Let $a,b,c -$ triangle side and $a+b+c=1$. Prove the inequality $$\sqrt{a^2+b^2}+\sqrt{c^2+b^2}+\sqrt{a^2+c^2}<1+\frac{\sqrt2}{2}$$
1) $a^2+b^2=c^2-2ab\cos \gamma \ge c^2-2ab$
2) $$\sqrt{a^2+b^2}+\sqrt{c^2+b^2}+\sqrt{a^2+c^2}\le3\sqrt{\frac{2(a^2+b^2+c^2)}3}$$
On
Try to use Lagrange multipliers to solve this problem.
max $[\sqrt{a^2+b^2}+\sqrt{c^2+b^2}+\sqrt{a^2+c^2}+\lambda(a+b+c-1)]$
On
Just a sketch of a possible proof (a variational, mixing variables approach). Assume that $a\leq b\leq c$ and show that if you replace $a$ with $a-\varepsilon$ and $b$ with $b+\varepsilon$, the convexity of $f(x)=\sqrt{1+x^2}$ grants that the LHS increases (after such substitution, the order of $b$ and $c$ may change. That is not an issue, it actually helps us to be sure we always deal with side lengths of a triangle). It follows that the supremum of the LHS is achieved when $a=0$. After that, the problem is trivial.
On
A similar approach to the one suggested by Jack to obtain the loose inequality: the function $\sqrt{a^2+b^2}+\sqrt{c^2+b^2}+\sqrt{a^2+c^2}$ is convex in $a,b,c$ being the sum of three convex functions (they're the restriction of the Euclidean norm to the planes $\{a=0\}$ etc.). The domain of the function is $$\{a,b,c\geq 0\}\cap\{a+b+c=1\}\cap \{a\leq b+c\}\cap\{b\leq c+a\}\cap\{c\leq a+b\}$$ which is a polygon in $\mathbb{R}^3$, actually an equilateral triangle inside the plane $\{a+b+c=1\}$ if you want to visualize it, with vertices $(0,\frac12,\frac12)$ and cyclicals. Therefore to know the maximum it is sufficient to look at the extremal points of the domain, which are the three vertices.

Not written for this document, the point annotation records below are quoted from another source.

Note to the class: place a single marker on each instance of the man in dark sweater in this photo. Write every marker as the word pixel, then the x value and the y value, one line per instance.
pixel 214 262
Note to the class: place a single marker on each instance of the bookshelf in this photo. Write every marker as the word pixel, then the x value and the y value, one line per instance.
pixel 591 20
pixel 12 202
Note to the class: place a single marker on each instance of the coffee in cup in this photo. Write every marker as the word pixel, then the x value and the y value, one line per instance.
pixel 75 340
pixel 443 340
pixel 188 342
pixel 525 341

In this way you obtain the loose inequality. The strict one comes from the fact that you want nondegenerate triangles, and you might have to work a bit to prove that restricted to the sides of the triangle the function is strictly convex.
On
The triangle condition is equivalent to $0<a<1/2$, $0<b<1/2$ and $0<c<1/2$. Assume $c=\min(a, b, c)$, then $$\sqrt{a^2+b^2} + \sqrt{b^2+c^2} + \sqrt{a^2+c^2} \le \sqrt{a^2+b^2} + \sqrt{b^2+bc} + \sqrt{a^2+ac} < \sqrt{a^2 + b^2} + (b+c/2) + (a+c/2) = \sqrt{a^2+b^2} + 1 < \sqrt{(1/2)^2+(1/2)^2} + 1 = 1+\frac{\sqrt{2}}{2}$$
Let $a=y+z$, $b=x+z$ and $c=x+y$.
Hence, $x$, $y$ and $z$ are positives and we need to prove that: $$\sum\limits_{cyc}\sqrt{2x^2+y^2+z^2+2xy+2xz}\leq(2+\sqrt2)(x+y+z)$$ By C-S $$\left(\sum\limits_{cyc}\sqrt{2x^2+y^2+z^2+2xy+2xz}\right)^2\leq\sum\limits_{cyc}\frac{2x^2+y^2+z^2+2xy+2xz}{\sqrt2x+y+z}\sum\limits_{cyc}(\sqrt2x+y+z)$$ Thus, it remains to prove that $$\sum\limits_{cyc}\frac{2x^2+y^2+z^2+2xy+2xz}{\sqrt2x+y+z}\leq(2+\sqrt2)(x+y+z)$$ or $$\sum\limits_{sym}((1+\sqrt2)x^3y+2.5x^2y^2+(3\sqrt2+1.5)x^2yz)\geq0$$ which is obvious. Done!